Toast with Chickpea Mash
Healthy, because
Even smarter
Nutritional values
Especially for people with gastrointestinal problems, sourdough bread is very well tolerated. Studies have shown that the long maturing time of the dough results in fewer complaints in the intestines. Chickpeas reduce the effects of the stress hormone cortisol through the mineral magnesium and calm the nerves.
Instead of hummus without tahini, you can spread a different version of the chickpea spread on bread: How about instead times with Wild garlic hummus, Pumpkin hummus, Blueberry hummus with dates, Beet hummus or Tomato-Basil-Hummus?

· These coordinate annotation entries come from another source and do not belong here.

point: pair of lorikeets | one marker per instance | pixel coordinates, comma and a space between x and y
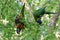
37, 15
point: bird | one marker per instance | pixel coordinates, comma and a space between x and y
19, 20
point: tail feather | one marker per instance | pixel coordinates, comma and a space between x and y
18, 30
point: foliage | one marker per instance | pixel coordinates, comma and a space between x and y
32, 31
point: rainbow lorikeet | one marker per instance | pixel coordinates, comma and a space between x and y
19, 20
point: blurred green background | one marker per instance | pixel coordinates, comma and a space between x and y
33, 31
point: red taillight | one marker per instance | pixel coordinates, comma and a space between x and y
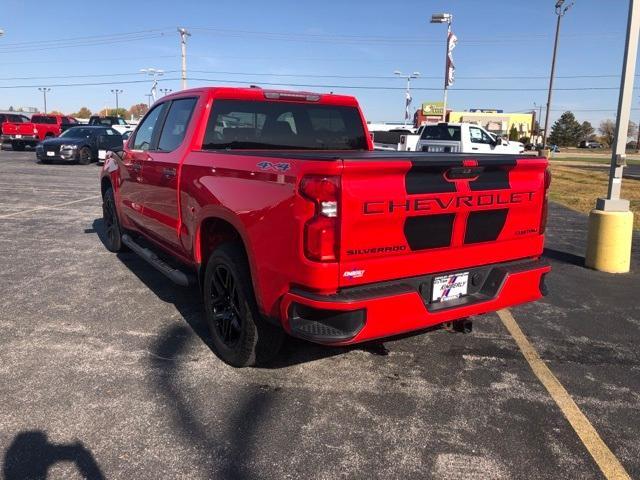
545, 202
321, 231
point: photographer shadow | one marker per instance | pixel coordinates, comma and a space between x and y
30, 455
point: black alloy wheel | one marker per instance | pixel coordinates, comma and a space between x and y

(Percentage of daily recommendation)
Calorie | 305 cal. | (15 %) | ||
Protein | 6 g | (6 %) | ||
Fat | 18 g | (16 %) | ||
Carbohydrates | 28 g | (19 %) | ||
Sugar added | 0 g | (0 %) | ||
Roughage | 5.9 g | (20 %) |
Vitamin A | 0.4 mg | (50 %) | ||
Vitamin D | 0 μg | (0 %) | ||
Vitamin E | 2.7 mg | (23 %) | ||
Vitamin K | 13.9 μg | (23 %) | ||
Vitamin B₁ | 0.2 mg | (20 %) | ||
Vitamin B₂ | 0.1 mg | (9 %) | ||
Niacin | 1.8 mg | (15 %) | ||
Vitamin B₆ | 0.2 mg | (14 %) | ||
Folate | 31 μg | (10 %) | ||
Pantothenic acid | 0.2 mg | (3 %) | ||
Biotin | 1.9 μg | (4 %) | ||
Vitamin B₁₂ | 0 μg | (0 %) | ||
Vitamin C | 19 mg | (20 %) | ||
Potassium | 322 mg | (8 %) | ||
Calcium | 36 mg | (4 %) | ||
Magnesium | 38 mg | (13 %) | ||
Iron | 1.3 mg | (9 %) | ||
Iodine | 5 μg | (3 %) | ||
Zinc | 0.9 mg | (11 %) | ||
Saturated fatty acids | 2.7 g | |||
Uric acid | 21 mg | |||
Cholesterol | 0 mg | |||
Complete sugar | 4 g |
Ingredients
- Ingredients
- 8 ozs chickpeas (drained weight; can)
- 1 organic lemon
- 7 Tbsps olive oil
- 1 pinch salt
- 1 pinch peppers
- 1 carrot
- ½ bunch Radish (with beautiful greens)
- 4 slices hearty sourdough breads
- ½ tsp cayenne pepper
Kitchen utensils
Preparation steps
Rinse chickpeas and drain. Rinse lemon, rub dry, grate zest, and squeeze juice.
For the chickpea spread, place 2-3 tablespoons of chickpeas in a bowl and set aside. Lightly puree the remaining chickpeas with 5 tablespoons of oil, lemon juice, salt and pepper in a bowl so that coarse pieces are still visible. Clean carrot, wash and slice lengthwise into fine strips using a peeler. Clean, wash and quarter radishes; wash some radish leaves, shake dry and chop.
Heat 1 tablespoon olive oil in a frying pan. Fry bread slices in it for about 5 minutes on each side over medium heat until crispy brown and remove from pan. Fry 2 tablespoons chickpeas in the same pan for about 4 minutes and season with salt and cayenne pepper.
Spread hummus without tahini on bread slices and top with carrot strips, radishes and lemon zest. Then drizzle with remaining olive oil, sprinkle with radish greens and serve.